Flash-back. A l’origine de ce qui allait devenir l’emblème du Parti démocrate américain un caricaturiste républicain du 19ème siècle du nom de Thomas Nast, qui est considéré, jusqu’à nos jours, comme un des pères de la caricature.

Mais Nas était aussi très engagé aux côtés des républicains au point qu’Abraham Lincoln l’a qualifié lors de sa campagne électorale de son « meilleur lieutenant recruteur » (Il était aussi surnommé « le faiseur de président »).
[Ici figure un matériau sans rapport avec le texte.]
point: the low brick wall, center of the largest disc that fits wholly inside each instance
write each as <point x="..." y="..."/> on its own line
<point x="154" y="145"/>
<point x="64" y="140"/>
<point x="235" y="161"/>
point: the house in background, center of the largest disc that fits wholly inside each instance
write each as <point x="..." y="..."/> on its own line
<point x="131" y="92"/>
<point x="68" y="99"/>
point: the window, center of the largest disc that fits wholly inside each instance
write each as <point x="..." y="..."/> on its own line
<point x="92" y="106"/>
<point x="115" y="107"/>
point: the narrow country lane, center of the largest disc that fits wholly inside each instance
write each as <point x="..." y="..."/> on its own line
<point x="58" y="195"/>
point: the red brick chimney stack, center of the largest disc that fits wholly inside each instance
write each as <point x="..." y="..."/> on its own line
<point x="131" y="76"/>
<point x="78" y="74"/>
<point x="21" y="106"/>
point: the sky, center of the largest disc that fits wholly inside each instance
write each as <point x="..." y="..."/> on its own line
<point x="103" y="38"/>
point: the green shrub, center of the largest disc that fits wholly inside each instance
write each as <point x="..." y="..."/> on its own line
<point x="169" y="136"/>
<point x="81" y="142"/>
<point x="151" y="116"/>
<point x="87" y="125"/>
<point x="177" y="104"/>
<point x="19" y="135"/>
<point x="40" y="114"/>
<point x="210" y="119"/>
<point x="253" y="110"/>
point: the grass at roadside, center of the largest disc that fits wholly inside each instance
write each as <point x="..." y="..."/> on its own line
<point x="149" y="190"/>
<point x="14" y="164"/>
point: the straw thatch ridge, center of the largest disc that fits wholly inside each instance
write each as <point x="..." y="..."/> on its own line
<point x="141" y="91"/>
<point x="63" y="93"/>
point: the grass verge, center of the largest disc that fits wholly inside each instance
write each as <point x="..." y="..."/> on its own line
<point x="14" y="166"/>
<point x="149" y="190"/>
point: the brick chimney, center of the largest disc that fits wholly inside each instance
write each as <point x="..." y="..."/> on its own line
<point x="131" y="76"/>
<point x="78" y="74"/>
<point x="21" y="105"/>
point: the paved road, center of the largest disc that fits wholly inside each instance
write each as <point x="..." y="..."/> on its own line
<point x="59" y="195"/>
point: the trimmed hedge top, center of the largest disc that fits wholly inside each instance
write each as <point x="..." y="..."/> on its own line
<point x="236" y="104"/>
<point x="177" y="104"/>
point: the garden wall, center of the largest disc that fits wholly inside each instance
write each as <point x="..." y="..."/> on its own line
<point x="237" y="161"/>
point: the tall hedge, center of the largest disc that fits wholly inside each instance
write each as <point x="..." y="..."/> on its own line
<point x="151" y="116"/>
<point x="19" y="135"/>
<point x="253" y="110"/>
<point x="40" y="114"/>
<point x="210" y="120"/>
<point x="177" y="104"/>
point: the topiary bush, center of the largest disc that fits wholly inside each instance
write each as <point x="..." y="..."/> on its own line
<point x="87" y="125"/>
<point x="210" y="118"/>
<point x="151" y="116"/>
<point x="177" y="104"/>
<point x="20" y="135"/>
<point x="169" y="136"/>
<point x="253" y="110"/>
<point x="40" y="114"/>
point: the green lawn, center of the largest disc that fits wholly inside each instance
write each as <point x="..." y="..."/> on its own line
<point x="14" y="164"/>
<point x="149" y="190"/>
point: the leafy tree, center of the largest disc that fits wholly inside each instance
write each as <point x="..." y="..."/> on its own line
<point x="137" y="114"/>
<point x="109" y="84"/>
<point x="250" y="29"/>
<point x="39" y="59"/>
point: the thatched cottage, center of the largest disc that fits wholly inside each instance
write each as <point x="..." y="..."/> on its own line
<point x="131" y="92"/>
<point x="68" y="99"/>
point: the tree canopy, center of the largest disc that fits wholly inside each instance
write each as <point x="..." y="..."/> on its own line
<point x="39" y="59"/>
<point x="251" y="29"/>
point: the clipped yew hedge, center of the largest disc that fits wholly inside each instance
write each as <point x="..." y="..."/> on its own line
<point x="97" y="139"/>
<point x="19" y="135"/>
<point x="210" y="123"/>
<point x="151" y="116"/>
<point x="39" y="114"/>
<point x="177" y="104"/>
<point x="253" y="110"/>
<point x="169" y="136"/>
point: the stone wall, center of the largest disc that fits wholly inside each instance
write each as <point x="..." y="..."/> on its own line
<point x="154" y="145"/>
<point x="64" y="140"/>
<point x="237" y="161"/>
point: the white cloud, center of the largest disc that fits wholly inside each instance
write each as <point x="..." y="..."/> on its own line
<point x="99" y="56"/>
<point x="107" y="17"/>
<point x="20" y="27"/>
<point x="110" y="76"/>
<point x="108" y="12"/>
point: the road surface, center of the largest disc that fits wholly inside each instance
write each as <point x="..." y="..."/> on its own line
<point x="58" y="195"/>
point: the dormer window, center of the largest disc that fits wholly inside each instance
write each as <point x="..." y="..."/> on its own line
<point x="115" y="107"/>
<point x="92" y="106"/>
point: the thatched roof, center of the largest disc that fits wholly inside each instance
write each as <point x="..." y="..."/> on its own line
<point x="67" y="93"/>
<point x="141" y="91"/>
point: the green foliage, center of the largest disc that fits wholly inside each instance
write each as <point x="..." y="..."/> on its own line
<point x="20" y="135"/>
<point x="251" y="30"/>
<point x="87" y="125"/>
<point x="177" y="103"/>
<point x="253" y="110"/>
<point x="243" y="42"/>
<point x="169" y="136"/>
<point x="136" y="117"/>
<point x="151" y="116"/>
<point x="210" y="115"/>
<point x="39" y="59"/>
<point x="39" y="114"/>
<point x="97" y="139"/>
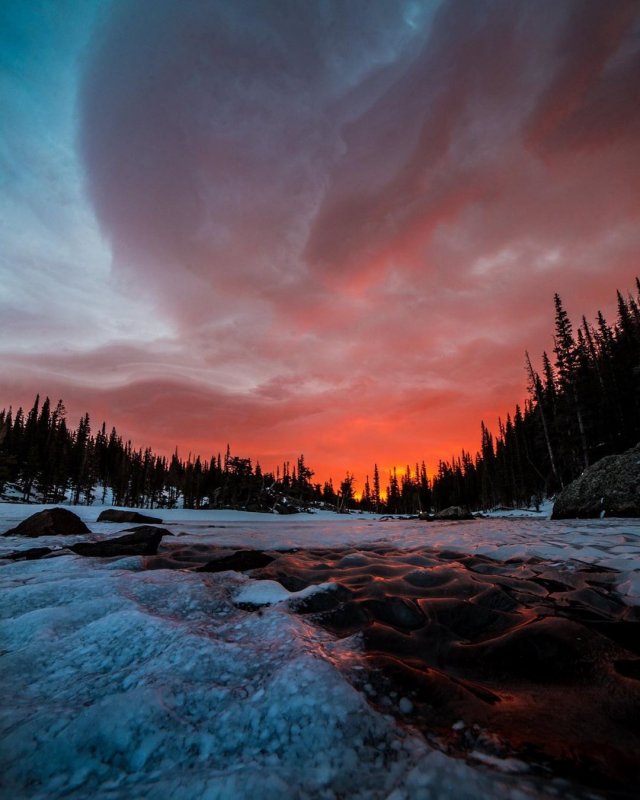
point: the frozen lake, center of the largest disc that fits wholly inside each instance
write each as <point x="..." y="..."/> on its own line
<point x="124" y="678"/>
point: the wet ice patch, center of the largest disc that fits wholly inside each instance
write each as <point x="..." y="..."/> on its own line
<point x="267" y="592"/>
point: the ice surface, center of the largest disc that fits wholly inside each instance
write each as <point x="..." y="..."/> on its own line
<point x="121" y="682"/>
<point x="261" y="593"/>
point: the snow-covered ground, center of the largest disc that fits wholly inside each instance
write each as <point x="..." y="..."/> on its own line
<point x="120" y="682"/>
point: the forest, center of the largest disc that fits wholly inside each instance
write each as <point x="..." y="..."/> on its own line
<point x="583" y="403"/>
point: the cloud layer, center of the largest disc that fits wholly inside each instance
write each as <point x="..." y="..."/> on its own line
<point x="333" y="227"/>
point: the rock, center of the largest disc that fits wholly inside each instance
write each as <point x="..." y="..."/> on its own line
<point x="116" y="515"/>
<point x="142" y="541"/>
<point x="453" y="512"/>
<point x="240" y="561"/>
<point x="284" y="508"/>
<point x="50" y="522"/>
<point x="610" y="487"/>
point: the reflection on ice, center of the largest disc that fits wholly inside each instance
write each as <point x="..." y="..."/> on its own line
<point x="121" y="681"/>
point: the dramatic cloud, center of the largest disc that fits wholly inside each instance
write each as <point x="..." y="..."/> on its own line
<point x="331" y="227"/>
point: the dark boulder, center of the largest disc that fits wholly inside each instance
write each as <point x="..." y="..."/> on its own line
<point x="32" y="554"/>
<point x="142" y="541"/>
<point x="453" y="512"/>
<point x="116" y="515"/>
<point x="50" y="522"/>
<point x="610" y="487"/>
<point x="240" y="561"/>
<point x="283" y="507"/>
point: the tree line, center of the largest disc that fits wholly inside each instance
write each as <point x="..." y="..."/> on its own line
<point x="583" y="404"/>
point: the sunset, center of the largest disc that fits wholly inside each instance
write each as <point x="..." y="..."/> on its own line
<point x="336" y="305"/>
<point x="329" y="229"/>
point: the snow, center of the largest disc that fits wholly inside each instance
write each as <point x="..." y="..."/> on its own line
<point x="121" y="682"/>
<point x="610" y="543"/>
<point x="260" y="593"/>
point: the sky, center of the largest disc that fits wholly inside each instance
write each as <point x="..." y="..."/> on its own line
<point x="328" y="227"/>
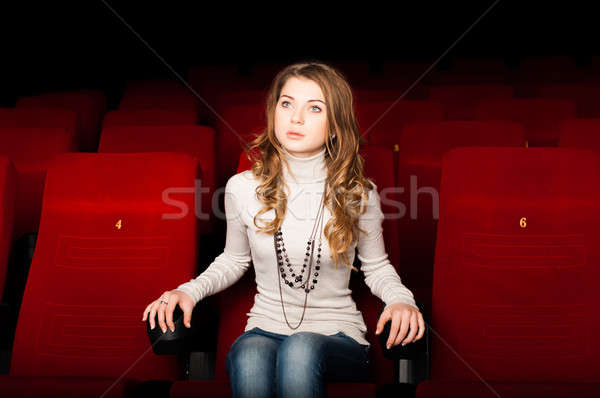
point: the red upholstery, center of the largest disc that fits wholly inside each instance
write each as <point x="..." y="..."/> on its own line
<point x="580" y="133"/>
<point x="460" y="100"/>
<point x="516" y="271"/>
<point x="114" y="232"/>
<point x="422" y="146"/>
<point x="8" y="192"/>
<point x="238" y="123"/>
<point x="40" y="117"/>
<point x="32" y="150"/>
<point x="381" y="123"/>
<point x="541" y="117"/>
<point x="89" y="106"/>
<point x="198" y="141"/>
<point x="150" y="117"/>
<point x="585" y="95"/>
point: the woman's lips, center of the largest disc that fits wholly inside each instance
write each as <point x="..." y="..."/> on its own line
<point x="294" y="136"/>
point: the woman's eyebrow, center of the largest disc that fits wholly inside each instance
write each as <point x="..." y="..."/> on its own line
<point x="289" y="96"/>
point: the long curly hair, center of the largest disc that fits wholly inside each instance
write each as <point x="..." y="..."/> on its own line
<point x="346" y="183"/>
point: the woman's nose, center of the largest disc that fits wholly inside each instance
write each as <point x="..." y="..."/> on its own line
<point x="297" y="117"/>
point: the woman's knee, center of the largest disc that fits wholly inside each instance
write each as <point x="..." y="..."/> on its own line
<point x="252" y="353"/>
<point x="301" y="348"/>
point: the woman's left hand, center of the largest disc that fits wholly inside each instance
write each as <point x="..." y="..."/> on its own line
<point x="403" y="316"/>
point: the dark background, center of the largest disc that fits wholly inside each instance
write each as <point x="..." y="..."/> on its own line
<point x="64" y="44"/>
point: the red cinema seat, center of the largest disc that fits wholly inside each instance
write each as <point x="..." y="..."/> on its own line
<point x="8" y="192"/>
<point x="381" y="122"/>
<point x="584" y="95"/>
<point x="40" y="118"/>
<point x="159" y="94"/>
<point x="115" y="231"/>
<point x="197" y="141"/>
<point x="234" y="305"/>
<point x="32" y="151"/>
<point x="89" y="106"/>
<point x="580" y="133"/>
<point x="150" y="117"/>
<point x="460" y="100"/>
<point x="422" y="147"/>
<point x="541" y="117"/>
<point x="516" y="272"/>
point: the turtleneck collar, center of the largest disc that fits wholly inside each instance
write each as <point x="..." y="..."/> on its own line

La caricature la plus célèbre de Thomas Nast a paru il y a 150 ans, le 15 janvier 1870, dans l’hebdomadaire « Harper’s Weekly », un des magazines les plus populaires de l’époque aux États-Unis, avec un tirage de 120 000 exemplaires environ.

« A Live Jackass Kicking a Dead Lion (un âne (abruti) vivant frappant un lion mort) », tel était le titre de cette caricature en détournant le proverbe « Un âne vivant vaut mieux qu’un lion mort ». L’âne – les oreilles en arrière, les pattes postérieures sur le point de porter un coup traître – est étiqueté « Copperhead Papers », en référence aux journaux sympathisants d’une faction de démocrates anti-guerre connue sous le nom de « Copperheads » (un serpent venimeux).

+ Tout démocrate hostile à ce héros républicain (Lincoln) est malveillant et traître, bref un âne au sens de crétin +

Le lion – noble dans sa mort- est « Hon. E.M. Stanton », l’ancien secrétaire à la guerre de Lincoln et un grand républicain. Perché sur un rocher, un aigle américain regarde la scène, et en arrière-plan des drapeaux en allusion à la récente guerre et au travail nécessaire pour redresser la nation. Le message de cette caricature est claire: tout démocrate hostile à ce héros républicain est malveillant et traître, bref un âne au sens de crétin.

Par la suite, en 1828, lorsque le démocrate Andrew Jackson s’est présenté aux élections, ses rivaux lui ont donné le surnom d’âne. Mais Jackson a adopté ce qualificatif et l’a utilisé dans sa propre campagne en proclamant que l’âne était un symbole de loyauté, de détermination et de l’homme ordinaire.

En 1837, l’âne a été adopté comme emblème du parti dans son ensemble. « Le balaam moderne et son âne » était la nouvelle interprétation picturale d’Henry Robinson d’une histoire de l’Ancien Testament. Jackson est jeté comme Balaam sur un âne – le Parti démocrate – lui donnant un coup violent parce qu’il refuse de faire ce qu’il lui demande. Il utilisera l’âne encore et encore pour représenter les démocrates.

Quant à l’éléphant républicain, il a fait ses débuts dans une caricature peu flatteuse le 7 novembre 1874, dans « The Third-Term Panic (La panique du 3ème mandat) ». Dans cette caricature, un âne dans le « N.Y. Herald », un journal démocrate, a revêtu une peau de lion en espérant effrayer les autres bêtes politiques avec des histoires sur l’intention d’Ulysses Grant de briguer un troisième mandat. La caricature montre un éléphant tellement terrifié qu’il est en train de piétiner des planches – étiquetées « lois intérieures » et ‘Réforme »- avant de tomber dans un abîme.